Hi! Yup, ich lebe noch - und arbeite gerade, ob ihr's glaubt oder nicht - an einem neuen Kapitel von LutS. Allerdings muss ich mich dazu erst wieder durch die ganze bisherige Story wühlen, weshalb das noch etwas dauern kann.

Um die Wartezeit etwas zu verkürzen hier ine kleiner One Shot. Hoffe wie immer es gefällt. Viel Spaß beim Lesen! ;)


On A Stormy Night


Ich habe Gewitterstürme immer gehaßt. Mal ehrlich, Gewitter kann man doch nur hassen, oder? Ich meine, ich habe schon von Leuten gehört, die steif und fest und mit inbrünstiger Überzeugung behaupten, sie liebten Gewitterstürme. Meine Überzeugung lag immer darin, daß diese Leute lügen. Regen, Wind in Orkanstärke, gleißende Blitze wenn man nicht mit ihnen rechnet und grollender Donner, der die Fensterscheiben klirren läßt. Grauenhaft.

Versteht mich nicht falsch, ich fürchte mich nicht vor Gewitterstürmen.

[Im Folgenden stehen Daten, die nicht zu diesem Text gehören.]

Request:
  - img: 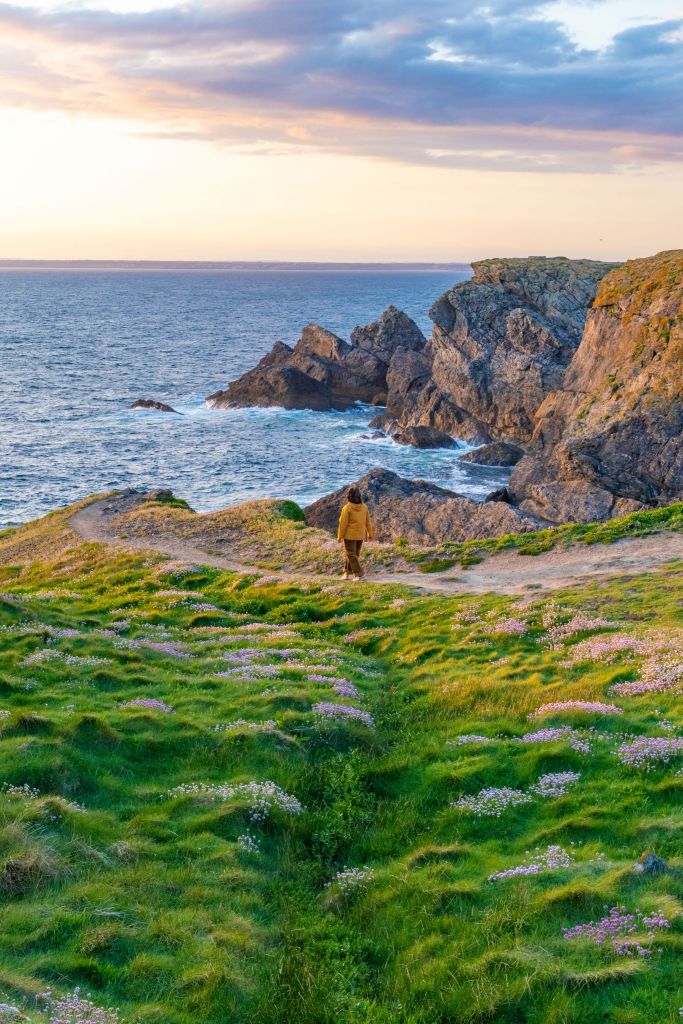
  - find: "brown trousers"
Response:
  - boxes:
[344,538,365,575]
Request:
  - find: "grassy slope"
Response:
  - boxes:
[0,507,683,1024]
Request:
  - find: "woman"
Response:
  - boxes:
[337,487,373,580]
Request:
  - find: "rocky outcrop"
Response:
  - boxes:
[130,398,183,416]
[391,427,458,449]
[387,257,616,443]
[458,441,524,466]
[510,250,683,522]
[206,364,351,413]
[304,469,543,545]
[207,306,426,410]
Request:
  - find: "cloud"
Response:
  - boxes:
[0,0,683,171]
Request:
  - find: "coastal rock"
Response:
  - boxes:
[206,364,351,413]
[510,250,683,523]
[458,441,524,466]
[484,487,511,505]
[419,257,616,440]
[304,469,543,545]
[391,427,458,449]
[207,306,426,410]
[130,398,183,416]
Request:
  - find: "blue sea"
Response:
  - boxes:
[0,270,505,526]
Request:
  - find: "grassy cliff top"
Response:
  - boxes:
[0,513,683,1024]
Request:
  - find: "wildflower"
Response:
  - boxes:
[37,988,119,1024]
[451,786,531,818]
[616,736,683,771]
[562,906,671,956]
[118,697,175,715]
[168,781,303,821]
[213,718,278,732]
[526,700,624,718]
[311,700,375,729]
[494,618,526,637]
[515,725,591,754]
[528,771,581,800]
[445,735,492,746]
[325,864,375,896]
[238,833,261,853]
[488,846,574,882]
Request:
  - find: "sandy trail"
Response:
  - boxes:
[70,494,683,598]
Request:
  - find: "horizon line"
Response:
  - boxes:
[0,259,471,272]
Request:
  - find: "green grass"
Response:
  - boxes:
[0,506,683,1024]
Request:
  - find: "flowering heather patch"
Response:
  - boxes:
[492,618,527,637]
[562,906,671,956]
[37,988,125,1024]
[238,833,261,853]
[488,846,575,882]
[514,725,592,754]
[118,697,175,715]
[169,781,303,821]
[252,577,283,587]
[311,700,375,729]
[331,676,364,700]
[342,626,396,643]
[19,650,110,666]
[451,786,531,818]
[445,735,493,746]
[616,736,683,771]
[213,718,278,732]
[537,611,620,650]
[526,700,624,718]
[528,771,581,800]
[325,864,375,896]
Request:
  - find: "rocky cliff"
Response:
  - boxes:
[510,250,683,522]
[387,257,616,443]
[304,469,543,545]
[207,306,426,410]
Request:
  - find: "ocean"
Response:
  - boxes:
[0,270,507,527]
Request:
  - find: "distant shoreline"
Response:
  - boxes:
[0,259,472,273]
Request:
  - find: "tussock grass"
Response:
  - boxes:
[0,506,683,1024]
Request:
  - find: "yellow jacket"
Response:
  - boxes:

Keineswegs. Ich kann während einem Gewitter wunderbar schlafen – gut, okay, ich wache des öfteren vom Donnern auf, aber prinzipiell kann ich schlafen, Gewitter hin oder her. Ich habe weder Angst vom Blitz erschlagen zu werden, noch schließe ich mich dem Aberglauben an, das Donnergrollen sei der Zorn Gottes. Nein, ich fürchte mich nicht vor Gewitterstürmen. Ich mag sie nur nicht. Oder besser gesagt, ich mochte sie nicht. Bis zu jener Nacht…

Es war im Oktober vor elf Jahren. Elf Jahre… kaum zu glauben, daß das schon so lange her sein soll… Aber zurück zur Geschichte!

Es war also vor elf Jahren im Oktober. Genauer gesagt in der Nacht vom 21. zum 22. Oktober. Es war das Jahr nach unserer dritten Weltmeisterschaft und der Geschichte mit der BEGA damals, und wir befanden uns auf einer Promotour durch Europa – werben für die kommende WM, solche Sachen. Ziemlich cool – fand ich. Ziemliche Zeitverschwendung – fand Kai.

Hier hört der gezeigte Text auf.